De alguna manera te alejaste
de mí aún más que Eneas hiciera de Dido. ¡Dios te ampare por tus errores!
¿No éramos tú y yo dos
cuerpos fundidos en uno solo, del mismo modo que un puente une dos orillas en
una?
Pero de pronto emerge del río
una poderosa deidad, o una idea abstracta llamada Continencia, que corta la
conexión entre esas dos orillas.
No, yo no creo en un Dios
así, honorable obispo.
He hablado muchas veces de
eso con el sacerdote de Cartago.
Sabe que he vivido con un
hombre, pero ignora que ese hombre eres tú.
¿No resulta irónico que hayan
sido tus confesiones lo que él un día me entregara?

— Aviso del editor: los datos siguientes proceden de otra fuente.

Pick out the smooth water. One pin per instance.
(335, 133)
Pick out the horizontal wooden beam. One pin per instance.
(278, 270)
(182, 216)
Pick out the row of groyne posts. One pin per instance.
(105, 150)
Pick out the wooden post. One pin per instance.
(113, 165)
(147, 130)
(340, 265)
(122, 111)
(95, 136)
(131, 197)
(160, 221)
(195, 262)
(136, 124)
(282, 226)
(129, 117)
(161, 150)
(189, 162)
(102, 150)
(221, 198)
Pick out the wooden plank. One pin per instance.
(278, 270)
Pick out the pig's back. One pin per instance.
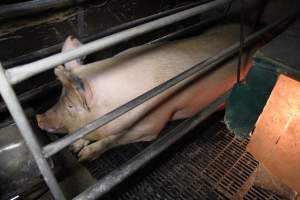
(134, 71)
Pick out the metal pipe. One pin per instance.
(115, 177)
(201, 68)
(26, 131)
(185, 30)
(20, 73)
(35, 6)
(56, 48)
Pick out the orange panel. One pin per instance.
(276, 138)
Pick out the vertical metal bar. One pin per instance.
(242, 40)
(26, 131)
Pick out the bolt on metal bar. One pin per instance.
(201, 68)
(20, 73)
(26, 131)
(118, 175)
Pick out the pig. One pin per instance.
(92, 90)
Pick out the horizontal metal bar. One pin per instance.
(188, 29)
(115, 177)
(26, 131)
(20, 73)
(123, 26)
(201, 68)
(8, 11)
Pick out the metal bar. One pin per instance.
(35, 6)
(201, 68)
(18, 115)
(186, 30)
(20, 73)
(114, 178)
(56, 48)
(242, 38)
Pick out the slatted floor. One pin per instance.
(209, 163)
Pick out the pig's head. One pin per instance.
(71, 111)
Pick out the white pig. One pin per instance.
(92, 90)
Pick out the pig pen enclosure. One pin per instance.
(195, 158)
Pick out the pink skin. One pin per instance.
(112, 82)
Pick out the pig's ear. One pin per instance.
(61, 74)
(70, 44)
(72, 82)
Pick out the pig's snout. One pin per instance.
(42, 121)
(46, 123)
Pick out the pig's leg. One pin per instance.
(94, 150)
(78, 145)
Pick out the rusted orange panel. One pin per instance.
(276, 138)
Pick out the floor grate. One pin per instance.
(208, 164)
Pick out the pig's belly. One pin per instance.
(201, 93)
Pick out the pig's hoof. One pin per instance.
(78, 145)
(88, 153)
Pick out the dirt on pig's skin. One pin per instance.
(90, 91)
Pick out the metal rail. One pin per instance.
(35, 6)
(118, 175)
(12, 76)
(26, 131)
(20, 73)
(201, 68)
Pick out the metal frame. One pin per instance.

¿O fuiste quizá tú quien le
incitó a que lo hiciera?
Espero que no tengas en el
olvido cómo tus caricias hacían que brotasen mis yemas.
¡Cuánto te gustaba
encontrarte después con mis flores y dejarte embriagar por sus aromas!
¡Cuánto te nutría mi savia!
Pero luego me vendiste a
cambio de la salvación de tu alma.
¡Qué traición, Aurelio, qué
traición! No, yo no creo en un Dios que exige sacrificios humanos.
No creo en un Dios que
destroza la vida de una mujer con el fin de salvar el alma de un hombre.